It is known a method solving the DHP given an oracle capable of solving the DLP: find $x$ from the given $g^x$ using the oracle, then compute ${\left(g^y\right)}^x$, which is the desired $g^{(x\,y)}$. In other words, the DHP is no harder than the DLP.

It is not known any method solving the DLP given an oracle capable of solving the DHP. And thus we do not know if the DHP is easier than the DLP, or equivalent.

The citation in the question is

If the only way of solving the DHP requires the DLP, one would say that, the DHP is equivalent to the DLP

and that's clearly correct: if solving the DHP required solving the DLP (for $x$, or for $y$, or for an otherwise random instance of the DLP), then the DHP would be no easier than the DLP; and since the DHP is no harder than the DLP, the two would be equivalent.

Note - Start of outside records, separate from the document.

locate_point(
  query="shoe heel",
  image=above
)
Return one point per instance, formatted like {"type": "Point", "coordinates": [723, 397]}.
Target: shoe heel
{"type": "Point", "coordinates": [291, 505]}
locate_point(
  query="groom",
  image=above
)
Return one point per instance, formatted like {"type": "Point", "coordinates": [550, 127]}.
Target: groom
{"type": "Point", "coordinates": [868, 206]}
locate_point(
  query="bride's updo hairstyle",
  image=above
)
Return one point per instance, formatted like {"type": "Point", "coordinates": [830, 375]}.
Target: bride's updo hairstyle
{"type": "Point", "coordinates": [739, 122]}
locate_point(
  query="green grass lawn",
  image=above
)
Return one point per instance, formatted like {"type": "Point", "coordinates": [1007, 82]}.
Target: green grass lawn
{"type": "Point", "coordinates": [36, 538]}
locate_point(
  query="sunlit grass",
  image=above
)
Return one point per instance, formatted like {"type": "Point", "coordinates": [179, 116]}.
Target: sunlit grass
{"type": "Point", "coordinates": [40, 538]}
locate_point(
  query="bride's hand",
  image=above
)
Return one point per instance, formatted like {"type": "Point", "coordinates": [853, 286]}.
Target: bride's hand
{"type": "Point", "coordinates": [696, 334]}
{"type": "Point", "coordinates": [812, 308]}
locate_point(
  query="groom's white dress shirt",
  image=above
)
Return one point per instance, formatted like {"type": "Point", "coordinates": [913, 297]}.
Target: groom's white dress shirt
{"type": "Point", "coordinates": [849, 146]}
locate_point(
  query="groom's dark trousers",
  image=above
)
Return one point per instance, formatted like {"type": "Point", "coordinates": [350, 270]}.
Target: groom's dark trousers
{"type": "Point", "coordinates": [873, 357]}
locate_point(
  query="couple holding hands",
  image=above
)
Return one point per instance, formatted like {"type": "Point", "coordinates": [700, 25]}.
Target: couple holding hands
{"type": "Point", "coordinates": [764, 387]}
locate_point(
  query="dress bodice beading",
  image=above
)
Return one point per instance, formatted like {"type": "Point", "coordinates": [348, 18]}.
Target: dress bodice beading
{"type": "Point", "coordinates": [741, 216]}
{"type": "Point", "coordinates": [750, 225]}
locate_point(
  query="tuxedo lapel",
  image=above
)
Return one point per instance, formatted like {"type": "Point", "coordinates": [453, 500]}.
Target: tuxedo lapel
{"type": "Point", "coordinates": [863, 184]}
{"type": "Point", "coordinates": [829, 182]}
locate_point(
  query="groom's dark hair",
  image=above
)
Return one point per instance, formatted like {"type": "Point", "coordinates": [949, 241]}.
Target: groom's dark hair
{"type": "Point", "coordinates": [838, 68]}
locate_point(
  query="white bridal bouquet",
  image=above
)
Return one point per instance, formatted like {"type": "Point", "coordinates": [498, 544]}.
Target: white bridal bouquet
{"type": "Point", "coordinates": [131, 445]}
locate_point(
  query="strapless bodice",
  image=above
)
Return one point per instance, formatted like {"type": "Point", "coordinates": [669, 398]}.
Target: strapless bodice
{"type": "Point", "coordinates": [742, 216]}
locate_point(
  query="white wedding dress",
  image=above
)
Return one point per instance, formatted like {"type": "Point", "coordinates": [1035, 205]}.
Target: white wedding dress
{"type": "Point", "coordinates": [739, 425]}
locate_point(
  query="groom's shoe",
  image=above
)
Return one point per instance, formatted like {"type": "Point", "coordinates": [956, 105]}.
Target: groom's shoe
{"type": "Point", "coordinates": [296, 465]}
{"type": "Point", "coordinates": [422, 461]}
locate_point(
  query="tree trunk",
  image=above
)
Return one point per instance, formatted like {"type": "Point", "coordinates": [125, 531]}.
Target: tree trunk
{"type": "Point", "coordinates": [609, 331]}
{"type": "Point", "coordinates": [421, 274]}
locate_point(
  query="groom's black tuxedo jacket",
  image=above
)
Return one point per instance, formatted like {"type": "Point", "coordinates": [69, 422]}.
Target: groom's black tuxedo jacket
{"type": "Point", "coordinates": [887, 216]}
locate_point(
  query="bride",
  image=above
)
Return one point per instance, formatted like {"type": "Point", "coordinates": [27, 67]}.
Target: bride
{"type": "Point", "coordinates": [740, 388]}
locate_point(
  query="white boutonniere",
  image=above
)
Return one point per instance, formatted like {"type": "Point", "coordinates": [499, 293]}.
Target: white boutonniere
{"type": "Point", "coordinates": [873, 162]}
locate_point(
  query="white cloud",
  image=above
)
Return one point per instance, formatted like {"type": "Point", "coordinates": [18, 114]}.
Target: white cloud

However "the only way of solving the DHP requires the DLP" is false, or at least a gross oversimplification; making the quoted statement moot. Counter example: let $u\gets g$ and $v\gets b$; while $u\ne a$ repeat $u\gets u\,g$ and $v\gets v\,b$; output the final $v$, which is the desired $g^{(x\,y)}$.

Another observation is that the best known methods for solving the DHP involve solving a random instance of the DLP. And it there was a significantly better method, it would prove that solving the DHP is easier than the DLP. That might be a better statement of what is meant by the citation.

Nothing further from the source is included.